La colocación de San Jerónimo en la calle central del retablo no es casualidad: el monasterio, fundado para la orden del Cister, se había entregado en el siglo XV a una rama de los jerónimos creada por fray Lope de Olmedo.

En esta época, el Monasterio cambia radicalmente: la nueva comunidad de monjes instaura reglas y costumbres, a las que se va a adaptar el viejo edificio.

Algunos claustros los utilizarán como lugar de enterramiento, como éste llamado Patio de los Muertos, cuyos muros se decoran profusamente.

Lo mismo ocurrió en el Patio de los Evangelistas. Aquí, las pinturas murales pasan a un primer plano. Después de cerca de seis siglos a la intemperie, los frescos se han recuperado y muestran, con un estilo propio de la pintura medieval, a los evangelistas y otros santos, entre los que no falta San Jerónimo, impartiendo sus enseñanzas.

En esta época, por impulso de Lope de Olmedo, el Monasterio fue un foco activo de protestantismo, en el que se escribió la primera traducción al castellano de la Biblia, la que se conoce como Biblia del Oso, firmada por Casiodoro de Reyna.

Los intentos de reforma obligaron a Felipe II a reunificar la orden jerónima. Esto produjo nuevos cambios en el Monasterio: en la Sala Capitular, se cegaron los frescos; y se construyó una nueva bóveda para tapar la anterior. Tras la restauración, todo ha quedado a la vista.

Pasear por las estancias del complejo monacal sirve para hacerse una idea de cómo era la vida de los monjes que lo habitaban. En el refectorio, por ejemplo, las comidas discurrían ante la presencia de una monumental Santa Cena.

La decoración de los sitiales, como pasó siempre en este monasterio, se superpuso una y otra vez, dando lugar a una lectura tan interesante como compleja.

Con la exclaustración de los monjes, el conjunto fue utilizado como cárcel de mujeres, y sus instalaciones se usaron para albergar fábricas y ganado, llegando a nuestros días en un estado casi irrecuperable.
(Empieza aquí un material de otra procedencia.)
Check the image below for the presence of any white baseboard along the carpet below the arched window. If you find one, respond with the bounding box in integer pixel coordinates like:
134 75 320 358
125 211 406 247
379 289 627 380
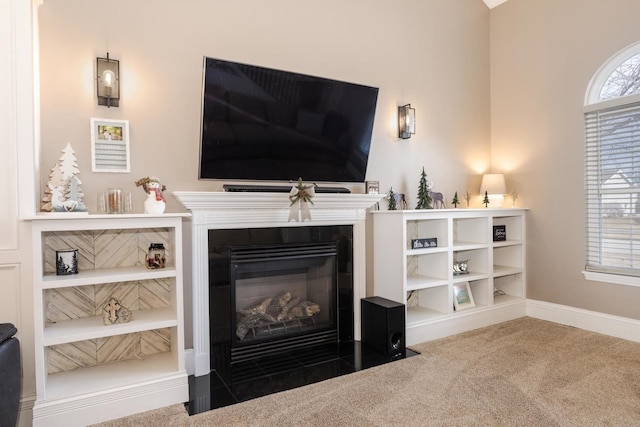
527 300 640 342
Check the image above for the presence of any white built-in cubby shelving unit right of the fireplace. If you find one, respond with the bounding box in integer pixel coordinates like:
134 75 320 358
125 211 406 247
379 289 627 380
373 208 526 345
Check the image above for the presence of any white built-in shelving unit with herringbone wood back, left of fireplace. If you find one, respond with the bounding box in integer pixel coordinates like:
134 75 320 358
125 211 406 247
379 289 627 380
29 213 189 427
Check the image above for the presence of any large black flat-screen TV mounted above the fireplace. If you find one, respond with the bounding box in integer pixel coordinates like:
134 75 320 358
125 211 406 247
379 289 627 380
199 58 378 183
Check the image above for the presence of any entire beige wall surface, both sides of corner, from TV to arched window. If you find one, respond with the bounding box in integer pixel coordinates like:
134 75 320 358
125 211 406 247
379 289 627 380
39 0 640 326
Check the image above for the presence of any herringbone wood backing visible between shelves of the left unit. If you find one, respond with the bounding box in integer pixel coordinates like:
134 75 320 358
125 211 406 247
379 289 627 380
43 229 171 373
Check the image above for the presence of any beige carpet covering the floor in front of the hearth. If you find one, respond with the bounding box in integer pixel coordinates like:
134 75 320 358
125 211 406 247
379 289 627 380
90 318 640 427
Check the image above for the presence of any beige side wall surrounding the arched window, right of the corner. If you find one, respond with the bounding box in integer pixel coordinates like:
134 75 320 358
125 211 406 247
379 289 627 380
491 0 640 319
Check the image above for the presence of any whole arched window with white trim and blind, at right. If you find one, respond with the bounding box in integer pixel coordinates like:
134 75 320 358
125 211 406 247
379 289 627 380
584 42 640 286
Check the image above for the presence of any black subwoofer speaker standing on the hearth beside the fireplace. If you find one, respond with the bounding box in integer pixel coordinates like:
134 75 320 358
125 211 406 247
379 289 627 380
360 297 405 356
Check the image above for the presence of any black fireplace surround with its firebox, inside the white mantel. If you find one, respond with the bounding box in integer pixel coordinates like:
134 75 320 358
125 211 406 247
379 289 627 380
208 225 354 372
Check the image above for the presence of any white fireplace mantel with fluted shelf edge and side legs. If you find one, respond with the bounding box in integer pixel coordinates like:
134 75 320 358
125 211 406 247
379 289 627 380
172 191 384 376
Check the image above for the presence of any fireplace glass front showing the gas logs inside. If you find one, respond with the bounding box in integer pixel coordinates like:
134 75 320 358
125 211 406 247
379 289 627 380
230 243 338 359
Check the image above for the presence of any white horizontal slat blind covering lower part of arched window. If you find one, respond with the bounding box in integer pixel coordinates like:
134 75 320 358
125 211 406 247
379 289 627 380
585 102 640 276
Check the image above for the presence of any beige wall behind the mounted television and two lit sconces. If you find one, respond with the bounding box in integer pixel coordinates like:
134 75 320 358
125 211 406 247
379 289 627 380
39 0 490 211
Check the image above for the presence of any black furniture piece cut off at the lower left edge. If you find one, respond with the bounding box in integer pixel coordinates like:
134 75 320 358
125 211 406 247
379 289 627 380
0 323 22 427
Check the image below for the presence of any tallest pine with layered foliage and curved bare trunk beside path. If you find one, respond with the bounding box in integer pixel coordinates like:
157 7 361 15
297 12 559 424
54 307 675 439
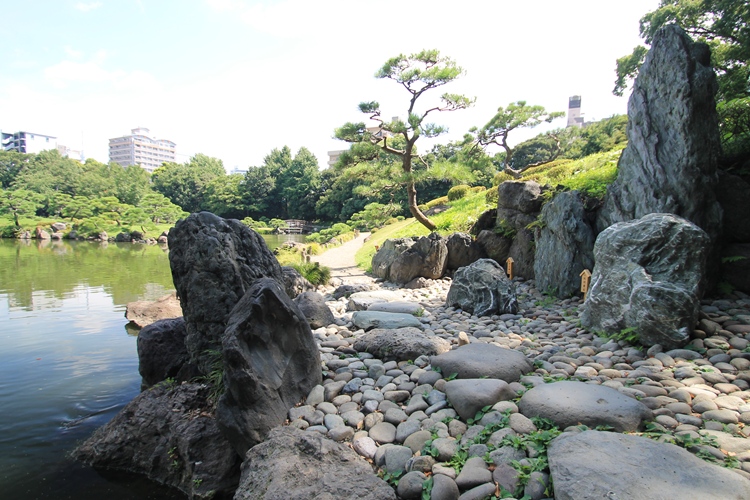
335 50 474 230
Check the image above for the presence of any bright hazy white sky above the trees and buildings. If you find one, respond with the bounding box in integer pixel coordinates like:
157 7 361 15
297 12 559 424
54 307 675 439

Tras su restauración, se ha abierto un nuevo ciclo para el monasterio, marcado por el respeto de las distintas épocas y estilos artísticos. Esta es la única clave posible para interpretar un monumento en el que se funden la austeridad cisterciense, el mudéjar y el gótico, junto a la tradición renacentista y barroca.

El que fuera primer edificio declarado Monumento Histórico Nacional de la provincia de Sevilla, vive hoy otra etapa de esplendor. Además de provocar el rencuentro con un patrimonio oculto hasta ahora, su visita puede ayudar a comprender mejor, 7 siglos de historia.